LLVMMemoryBufferRef memoryBuffer;

// check if we are to read our input file from stdin
if (('-' == inputFilename[0]) && ('\0' == inputFilename[1])) {
  char *message;
  if (0 != LLVMCreateMemoryBufferWithSTDIN(&memoryBuffer, &message)) {
    fprintf(stderr, "%s\n", message);
    free(message);
    return 1;
  }
} else {
  char *message;
  if (0 != LLVMCreateMemoryBufferWithContentsOfFile(
               inputFilename, &memoryBuffer, &message)) {
    fprintf(stderr, "%s\n", message);
    free(message);
    return 1;
  }
}

So after this code, memoryBuffer will be usable to read our bitcode file into an LLVM module. So lets create the module!

// now create our module using the memory buffer
LLVMModuleRef module;
if (0 != LLVMParseBitcode2(memoryBuffer, &module)) {
  fprintf(stderr, "Invalid bitcode detected!\n");
  LLVMDisposeMemoryBuffer(memoryBuffer);
  return 1;
}

// done with the memory buffer now, so dispose of it
LLVMDisposeMemoryBuffer(memoryBuffer);

Once we’ve got our module, we no longer need the memory buffer, so we can free up the memory straight away. And that’s it! We’ve managed to take an LLVM bitcode file, deserialize it into an LLVM module, which we could (I’m not going to in this blog post at least!) fiddle with. So lets assume you’ve done all you wanted with the LLVM module, and want to write the sucker back out to a bitcode file again.

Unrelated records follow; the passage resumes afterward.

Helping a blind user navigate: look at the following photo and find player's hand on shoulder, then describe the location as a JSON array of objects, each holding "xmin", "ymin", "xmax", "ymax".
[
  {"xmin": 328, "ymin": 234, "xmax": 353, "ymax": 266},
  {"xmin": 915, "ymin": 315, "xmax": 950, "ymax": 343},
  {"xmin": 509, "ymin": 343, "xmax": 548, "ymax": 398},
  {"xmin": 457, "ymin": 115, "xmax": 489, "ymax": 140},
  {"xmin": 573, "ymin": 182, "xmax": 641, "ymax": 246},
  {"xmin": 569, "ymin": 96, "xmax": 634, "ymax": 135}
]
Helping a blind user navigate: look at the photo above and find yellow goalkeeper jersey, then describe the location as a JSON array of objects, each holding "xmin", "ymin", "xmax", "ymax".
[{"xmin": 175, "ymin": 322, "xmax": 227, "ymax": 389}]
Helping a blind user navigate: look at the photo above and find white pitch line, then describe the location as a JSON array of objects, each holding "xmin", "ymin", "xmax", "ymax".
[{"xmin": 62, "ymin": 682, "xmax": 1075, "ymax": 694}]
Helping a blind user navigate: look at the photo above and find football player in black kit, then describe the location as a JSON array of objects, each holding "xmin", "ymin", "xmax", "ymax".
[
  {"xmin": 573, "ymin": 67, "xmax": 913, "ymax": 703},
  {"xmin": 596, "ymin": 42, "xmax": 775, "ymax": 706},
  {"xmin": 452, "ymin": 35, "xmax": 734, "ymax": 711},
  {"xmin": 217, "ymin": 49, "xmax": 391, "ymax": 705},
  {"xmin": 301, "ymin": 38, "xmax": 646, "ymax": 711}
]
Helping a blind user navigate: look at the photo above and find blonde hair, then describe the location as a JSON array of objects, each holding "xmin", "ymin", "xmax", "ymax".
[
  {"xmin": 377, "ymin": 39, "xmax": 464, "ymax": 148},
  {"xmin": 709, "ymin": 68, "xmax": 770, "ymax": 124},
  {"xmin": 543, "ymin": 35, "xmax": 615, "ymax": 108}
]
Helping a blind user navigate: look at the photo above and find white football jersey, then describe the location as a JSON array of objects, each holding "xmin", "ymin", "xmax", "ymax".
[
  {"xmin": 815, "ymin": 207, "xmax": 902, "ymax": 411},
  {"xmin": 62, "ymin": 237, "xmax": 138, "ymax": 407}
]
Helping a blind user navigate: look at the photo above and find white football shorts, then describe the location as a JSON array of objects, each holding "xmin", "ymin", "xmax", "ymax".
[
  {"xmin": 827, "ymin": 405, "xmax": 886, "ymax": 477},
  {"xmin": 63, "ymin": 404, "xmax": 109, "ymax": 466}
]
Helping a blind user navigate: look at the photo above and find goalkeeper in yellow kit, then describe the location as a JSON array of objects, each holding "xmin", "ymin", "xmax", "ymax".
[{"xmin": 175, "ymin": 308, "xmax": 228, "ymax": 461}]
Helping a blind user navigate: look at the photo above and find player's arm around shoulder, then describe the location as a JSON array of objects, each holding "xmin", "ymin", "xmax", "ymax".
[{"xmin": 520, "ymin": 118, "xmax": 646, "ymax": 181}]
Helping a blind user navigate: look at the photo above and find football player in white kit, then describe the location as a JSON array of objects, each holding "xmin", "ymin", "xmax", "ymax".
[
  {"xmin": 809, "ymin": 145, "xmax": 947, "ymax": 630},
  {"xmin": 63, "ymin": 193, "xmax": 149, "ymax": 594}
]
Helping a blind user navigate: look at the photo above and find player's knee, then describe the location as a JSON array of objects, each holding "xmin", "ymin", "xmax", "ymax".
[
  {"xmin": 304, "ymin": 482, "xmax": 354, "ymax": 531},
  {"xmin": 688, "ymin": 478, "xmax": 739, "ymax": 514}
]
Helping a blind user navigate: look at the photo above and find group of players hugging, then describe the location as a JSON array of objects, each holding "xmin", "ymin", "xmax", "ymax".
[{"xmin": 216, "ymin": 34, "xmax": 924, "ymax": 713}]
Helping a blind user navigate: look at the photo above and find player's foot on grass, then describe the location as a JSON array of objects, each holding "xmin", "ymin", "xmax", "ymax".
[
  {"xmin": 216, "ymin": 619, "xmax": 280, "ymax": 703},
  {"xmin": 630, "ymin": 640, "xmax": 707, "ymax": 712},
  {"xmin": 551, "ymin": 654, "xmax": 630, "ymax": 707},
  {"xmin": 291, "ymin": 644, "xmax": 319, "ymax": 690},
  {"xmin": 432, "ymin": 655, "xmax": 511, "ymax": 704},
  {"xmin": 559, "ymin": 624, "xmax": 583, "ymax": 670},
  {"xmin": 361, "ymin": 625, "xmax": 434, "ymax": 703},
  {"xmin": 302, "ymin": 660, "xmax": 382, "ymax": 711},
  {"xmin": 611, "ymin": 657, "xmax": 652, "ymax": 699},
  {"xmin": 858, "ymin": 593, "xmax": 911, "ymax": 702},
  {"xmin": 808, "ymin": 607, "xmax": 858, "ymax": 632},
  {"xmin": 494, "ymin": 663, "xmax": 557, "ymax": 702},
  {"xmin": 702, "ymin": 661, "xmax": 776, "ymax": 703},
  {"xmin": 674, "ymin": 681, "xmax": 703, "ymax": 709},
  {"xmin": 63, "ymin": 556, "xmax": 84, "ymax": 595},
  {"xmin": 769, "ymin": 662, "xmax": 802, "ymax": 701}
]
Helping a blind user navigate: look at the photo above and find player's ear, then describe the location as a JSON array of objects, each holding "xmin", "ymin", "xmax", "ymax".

The approach is orthogonal to the reading approach, we look for the special filename ‘-‘ and handle accordingly:

// check if we are to write our output file to stdout
if (('-' == outputFilename[0]) && ('\0' == outputFilename[1])) {
  if (0 != LLVMWriteBitcodeToFD(module, STDOUT_FILENO, 0, 0)) {
    fprintf(stderr, "Failed to write bitcode to stdout!\n");
    LLVMDisposeModule(module);
    return 1;
  }
} else {
  if (0 != LLVMWriteBitcodeToFile(module, outputFilename)) {
    fprintf(stderr, "Failed to write bitcode to file!\n");
    LLVMDisposeModule(module);
    return 1;
  }
}

Lastly, we should be good citizens and clean up our garbage, so also delete the module to:

LLVMDisposeModule(module);

And that’s it! You are now able to parse and then write an LLVM bitcode file. I’ve put the full example up here on GitHub – https://github.com/sheredom/llvm_bc_parsing_example.

Maybe I’ll do a follow-up post at some point taking you through the basics of how to do things to an LLVM module, but for now, adieu!